Peut-on apprendre à programmer en jouant ?

DUPAYRAT Antoine, SCHUM Bastien, Pern Virgil

“Spécialiste de l’apprentissage automatique, vous créez des réseaux de neurones artificiels.  Sauf que votre chat est plus doué ! À vous de résoudre des puzzles pour créer un système de traduction chat-humain. Faites fortune, achetez des habits pour chat, et découvrez comment le machine learning fonctionne vraiment !” Tel est le pitch du jeu while true: learn() (Luden.io, 2019).

Ce titre a toutes les apparences du jeu : des graphismes soignés, une narration entraînante. Mais aussi une courbe de progression finement élaborée, avec des mécaniques initialement faciles à prendre en main mais qui se complexifient au cours de l’expérience. Pas de doute, ça ressemble à un jeu vidéo. Et pourtant, à y jouer, le doute me saisit : est-ce que je m’amuse ou est-ce que je travaille ?
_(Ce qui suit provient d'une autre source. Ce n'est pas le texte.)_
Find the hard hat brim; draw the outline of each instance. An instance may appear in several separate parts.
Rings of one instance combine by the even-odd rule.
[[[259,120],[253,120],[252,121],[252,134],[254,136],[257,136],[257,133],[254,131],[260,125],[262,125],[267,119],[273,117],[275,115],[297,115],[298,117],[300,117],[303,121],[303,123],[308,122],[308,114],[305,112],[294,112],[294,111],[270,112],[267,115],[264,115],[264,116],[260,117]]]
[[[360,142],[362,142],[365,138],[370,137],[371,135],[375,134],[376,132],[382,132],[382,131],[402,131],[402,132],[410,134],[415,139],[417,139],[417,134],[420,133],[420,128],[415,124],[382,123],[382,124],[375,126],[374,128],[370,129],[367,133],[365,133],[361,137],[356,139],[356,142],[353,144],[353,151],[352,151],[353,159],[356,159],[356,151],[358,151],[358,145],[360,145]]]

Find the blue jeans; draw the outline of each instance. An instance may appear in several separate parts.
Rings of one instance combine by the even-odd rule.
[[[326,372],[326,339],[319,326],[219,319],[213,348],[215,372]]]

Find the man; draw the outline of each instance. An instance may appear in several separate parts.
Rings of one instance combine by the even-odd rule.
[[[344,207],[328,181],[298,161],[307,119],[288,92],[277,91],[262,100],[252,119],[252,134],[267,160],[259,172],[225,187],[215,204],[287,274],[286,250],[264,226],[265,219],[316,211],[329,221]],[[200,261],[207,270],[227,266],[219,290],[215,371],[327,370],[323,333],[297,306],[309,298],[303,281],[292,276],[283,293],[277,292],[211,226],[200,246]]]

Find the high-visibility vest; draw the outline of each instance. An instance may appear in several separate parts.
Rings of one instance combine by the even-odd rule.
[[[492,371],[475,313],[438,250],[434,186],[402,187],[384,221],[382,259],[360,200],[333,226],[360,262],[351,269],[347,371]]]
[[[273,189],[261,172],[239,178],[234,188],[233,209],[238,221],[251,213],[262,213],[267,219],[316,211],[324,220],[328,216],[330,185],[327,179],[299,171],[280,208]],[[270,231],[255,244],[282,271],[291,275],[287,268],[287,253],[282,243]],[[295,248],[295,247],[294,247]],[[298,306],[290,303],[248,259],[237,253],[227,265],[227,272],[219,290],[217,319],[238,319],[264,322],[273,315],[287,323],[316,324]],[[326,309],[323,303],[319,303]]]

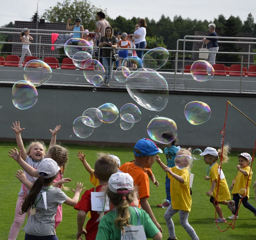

Jouer ou travailler, cela sonne comme une contradiction. Mais en jeu vidéo, on a toujours à faire à un programme. Le jeu vidéo ne serait-il pas le médium le plus naturel pour apprendre la programmation ? Est-ce qu’on ne joue pas toujours avec le programme, même à travers l’interface ? La programmation peut-elle être fun ? Ne serions-nous pas en train d’apprendre à programmer en jouant ? Mais peut-on généraliser à partir de while true: learn () ? Ce genre de titre n’est-il pas l’exception ? Les rapports des jeux à la programmation sont multiples. Explorons ce paysage, en nous demandant ce que l’on peut bien apprendre du programme par le jeu.

Le code devenu invisible

Du temps des premiers jeux vidéo, bien avant l’arrivée des consoles et des supports de stockage comme les cartouches ou les  cd que l’on connaît si bien, il était impératif de programmer avant de jouer. Les jeux étaient distribués sous forme de code source, souvent en BASIC pour les ordinateurs personnels. Non seulement le joueur devait veiller à ne pas se tromper lors de sa retranscription, mais il pouvait également modifier le code s’il le voulait (modifications des variables, de l’environnement du jeu…). Le jeu constituait alors une passerelle évidente vers la programmation.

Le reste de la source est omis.